The game might have been partially (or wholly) inspired by a fan-made battle royal ‘Mario’ game that was released to the internet last year for up to 75 players. That version featured all 75 versions of Mario on the same screen at the same time and was an enjoyable type of chaos, but didn’t last for long. The programmer who put it together had done so without Nintendo’s consent and quickly found himself asked to pull it offline. Someone at Nintendo clearly liked the concept, though, and so here we are today. When this new ‘battle royal’ game does go online, you should act quickly if you want to play it. The game will only remain available until the end of March next year, after which it will be taken offline. Nintendo makes no promises about it ever becoming available again.
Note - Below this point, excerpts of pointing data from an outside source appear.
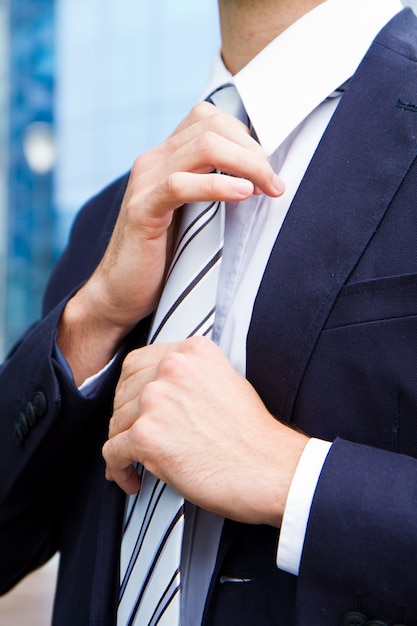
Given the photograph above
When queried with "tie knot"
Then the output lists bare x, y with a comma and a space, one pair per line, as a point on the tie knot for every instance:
227, 99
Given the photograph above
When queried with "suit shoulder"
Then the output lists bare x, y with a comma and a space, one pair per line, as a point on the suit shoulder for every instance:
89, 237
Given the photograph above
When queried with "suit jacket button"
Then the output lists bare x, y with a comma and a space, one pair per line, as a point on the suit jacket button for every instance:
40, 404
31, 415
354, 619
24, 426
18, 435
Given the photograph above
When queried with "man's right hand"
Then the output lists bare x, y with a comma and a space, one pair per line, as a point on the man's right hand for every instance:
127, 283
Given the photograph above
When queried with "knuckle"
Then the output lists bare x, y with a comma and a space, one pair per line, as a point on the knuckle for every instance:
205, 144
201, 110
171, 366
174, 187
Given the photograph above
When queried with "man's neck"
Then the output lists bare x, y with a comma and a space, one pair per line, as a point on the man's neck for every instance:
247, 26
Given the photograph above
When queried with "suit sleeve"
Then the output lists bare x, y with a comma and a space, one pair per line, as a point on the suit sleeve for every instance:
361, 540
47, 428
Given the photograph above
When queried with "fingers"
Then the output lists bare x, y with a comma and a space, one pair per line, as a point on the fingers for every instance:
123, 471
140, 367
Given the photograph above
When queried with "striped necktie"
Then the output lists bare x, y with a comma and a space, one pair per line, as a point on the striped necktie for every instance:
150, 579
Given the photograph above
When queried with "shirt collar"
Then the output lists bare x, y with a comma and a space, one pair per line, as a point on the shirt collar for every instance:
306, 63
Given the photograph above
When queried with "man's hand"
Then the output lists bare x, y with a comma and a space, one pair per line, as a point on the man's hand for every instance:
127, 283
193, 421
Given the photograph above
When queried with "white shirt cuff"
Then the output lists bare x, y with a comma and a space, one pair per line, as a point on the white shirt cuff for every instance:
299, 501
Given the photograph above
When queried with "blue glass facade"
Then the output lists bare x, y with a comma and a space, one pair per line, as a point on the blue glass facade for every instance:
31, 215
109, 80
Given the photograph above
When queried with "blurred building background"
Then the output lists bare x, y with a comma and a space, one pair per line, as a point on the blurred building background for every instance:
85, 86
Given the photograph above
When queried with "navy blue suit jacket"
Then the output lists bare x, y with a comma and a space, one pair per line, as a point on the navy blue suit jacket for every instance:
332, 349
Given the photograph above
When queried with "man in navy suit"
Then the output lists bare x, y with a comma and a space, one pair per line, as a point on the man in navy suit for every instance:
294, 439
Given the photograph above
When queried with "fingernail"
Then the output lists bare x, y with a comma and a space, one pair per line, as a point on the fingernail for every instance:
278, 184
243, 187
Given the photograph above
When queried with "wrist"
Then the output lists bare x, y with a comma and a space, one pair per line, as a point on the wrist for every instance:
87, 339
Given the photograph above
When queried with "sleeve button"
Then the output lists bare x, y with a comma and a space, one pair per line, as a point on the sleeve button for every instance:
24, 425
31, 415
40, 404
354, 619
18, 435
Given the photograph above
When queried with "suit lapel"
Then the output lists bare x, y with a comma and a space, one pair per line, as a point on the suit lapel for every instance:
357, 168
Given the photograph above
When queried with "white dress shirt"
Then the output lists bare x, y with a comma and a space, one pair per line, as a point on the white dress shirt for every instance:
289, 92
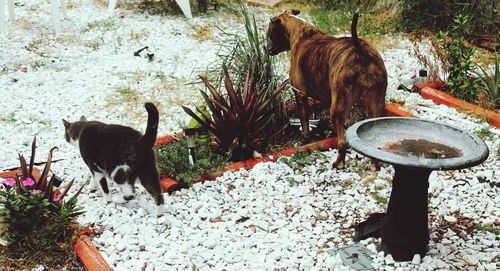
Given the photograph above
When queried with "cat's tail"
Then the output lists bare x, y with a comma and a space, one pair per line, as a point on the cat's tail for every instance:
147, 141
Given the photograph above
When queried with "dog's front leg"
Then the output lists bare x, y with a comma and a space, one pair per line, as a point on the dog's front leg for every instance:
303, 112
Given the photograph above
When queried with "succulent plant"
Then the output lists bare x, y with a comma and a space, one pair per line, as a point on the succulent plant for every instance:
37, 218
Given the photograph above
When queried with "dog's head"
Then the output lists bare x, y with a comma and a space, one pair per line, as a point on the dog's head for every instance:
277, 37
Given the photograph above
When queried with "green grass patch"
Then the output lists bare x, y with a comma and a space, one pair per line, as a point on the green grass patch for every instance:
337, 19
491, 229
173, 161
104, 25
94, 44
382, 200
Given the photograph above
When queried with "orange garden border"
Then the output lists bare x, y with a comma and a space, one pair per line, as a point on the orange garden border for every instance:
88, 254
430, 91
170, 185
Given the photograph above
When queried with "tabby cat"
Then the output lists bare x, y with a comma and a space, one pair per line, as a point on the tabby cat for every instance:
119, 153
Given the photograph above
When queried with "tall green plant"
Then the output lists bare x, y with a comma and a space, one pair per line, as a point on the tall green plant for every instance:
241, 120
462, 81
490, 83
247, 56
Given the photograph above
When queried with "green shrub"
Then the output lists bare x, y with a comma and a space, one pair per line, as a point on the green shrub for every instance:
490, 84
173, 161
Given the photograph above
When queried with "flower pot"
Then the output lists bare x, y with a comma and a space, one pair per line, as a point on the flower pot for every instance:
89, 255
18, 172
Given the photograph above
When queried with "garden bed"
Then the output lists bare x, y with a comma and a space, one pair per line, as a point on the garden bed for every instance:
430, 91
170, 185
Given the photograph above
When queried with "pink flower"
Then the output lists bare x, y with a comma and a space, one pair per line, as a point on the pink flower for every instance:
57, 198
28, 182
9, 182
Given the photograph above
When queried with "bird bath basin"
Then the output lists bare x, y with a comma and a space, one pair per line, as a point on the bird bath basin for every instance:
415, 148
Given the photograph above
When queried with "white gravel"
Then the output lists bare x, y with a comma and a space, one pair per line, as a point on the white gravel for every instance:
271, 217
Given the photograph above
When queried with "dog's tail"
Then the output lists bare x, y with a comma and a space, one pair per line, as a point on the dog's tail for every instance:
147, 141
354, 32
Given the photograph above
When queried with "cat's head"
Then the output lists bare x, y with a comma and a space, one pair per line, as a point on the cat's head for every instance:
72, 130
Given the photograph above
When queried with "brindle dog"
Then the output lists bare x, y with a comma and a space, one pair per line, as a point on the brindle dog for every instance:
340, 72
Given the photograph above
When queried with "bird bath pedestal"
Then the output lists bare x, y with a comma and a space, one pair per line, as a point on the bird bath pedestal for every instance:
415, 148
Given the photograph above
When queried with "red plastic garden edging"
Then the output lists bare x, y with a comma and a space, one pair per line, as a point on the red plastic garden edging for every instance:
429, 91
170, 185
89, 255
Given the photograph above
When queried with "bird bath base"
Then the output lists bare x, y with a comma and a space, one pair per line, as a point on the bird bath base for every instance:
415, 148
405, 231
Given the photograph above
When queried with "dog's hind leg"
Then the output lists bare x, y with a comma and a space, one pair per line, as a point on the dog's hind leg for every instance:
303, 112
339, 110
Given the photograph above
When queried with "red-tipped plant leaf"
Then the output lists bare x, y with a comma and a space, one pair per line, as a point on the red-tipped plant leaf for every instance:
65, 191
24, 167
32, 158
46, 169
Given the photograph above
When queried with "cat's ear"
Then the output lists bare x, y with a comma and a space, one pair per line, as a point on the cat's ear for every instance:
66, 123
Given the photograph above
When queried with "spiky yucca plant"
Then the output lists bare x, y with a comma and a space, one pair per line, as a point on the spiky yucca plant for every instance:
247, 62
37, 218
241, 119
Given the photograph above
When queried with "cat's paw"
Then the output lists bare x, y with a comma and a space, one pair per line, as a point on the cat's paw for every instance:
159, 210
106, 199
119, 198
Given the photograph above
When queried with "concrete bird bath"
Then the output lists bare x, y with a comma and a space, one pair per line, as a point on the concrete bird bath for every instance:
415, 148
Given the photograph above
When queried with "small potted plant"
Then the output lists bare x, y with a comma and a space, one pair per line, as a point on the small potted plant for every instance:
38, 220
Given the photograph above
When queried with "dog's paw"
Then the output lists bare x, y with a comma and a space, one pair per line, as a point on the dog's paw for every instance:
159, 210
374, 165
338, 164
118, 198
106, 198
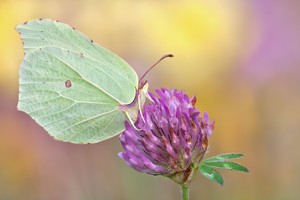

Classic gaming enthusiasts will likely be more taken with this twist on the original format of the game than any of the newer alternatives, but there’s one more anniversary product that we feel is worth bringing to your attention. That’s a brand new version of ‘Mario Kart’ that won’t be played on a screen. Instead, your house will become the track, and you’ll monitor and control the action through your Nintendo Switch. Using broadly the same principles that made ‘Pokemon Go’ such a hit, the game will blend reality with the virtual world to create something new and exciting. If the description is to be believed, all players need to do is show the game their living space, allow it to develop a course, and then play it using a physical toy cart that interacts with the camera on the Switch. That means no two tracks will be the same, and cats and dogs will be ruining races for frustrated players for months to come.
We appreciate that the ‘real’ version of ‘Mario Kart’ won’t be for everybody – especially those who might be prone to tripping over such things when their children are playing games – but those of us who are old enough to remember ‘Mario’ being released during the 1980s probably love the idea of playing it against lots of other people at the same time. Now all we need to do is find something or someone willing to sell us a Nintendo Switch!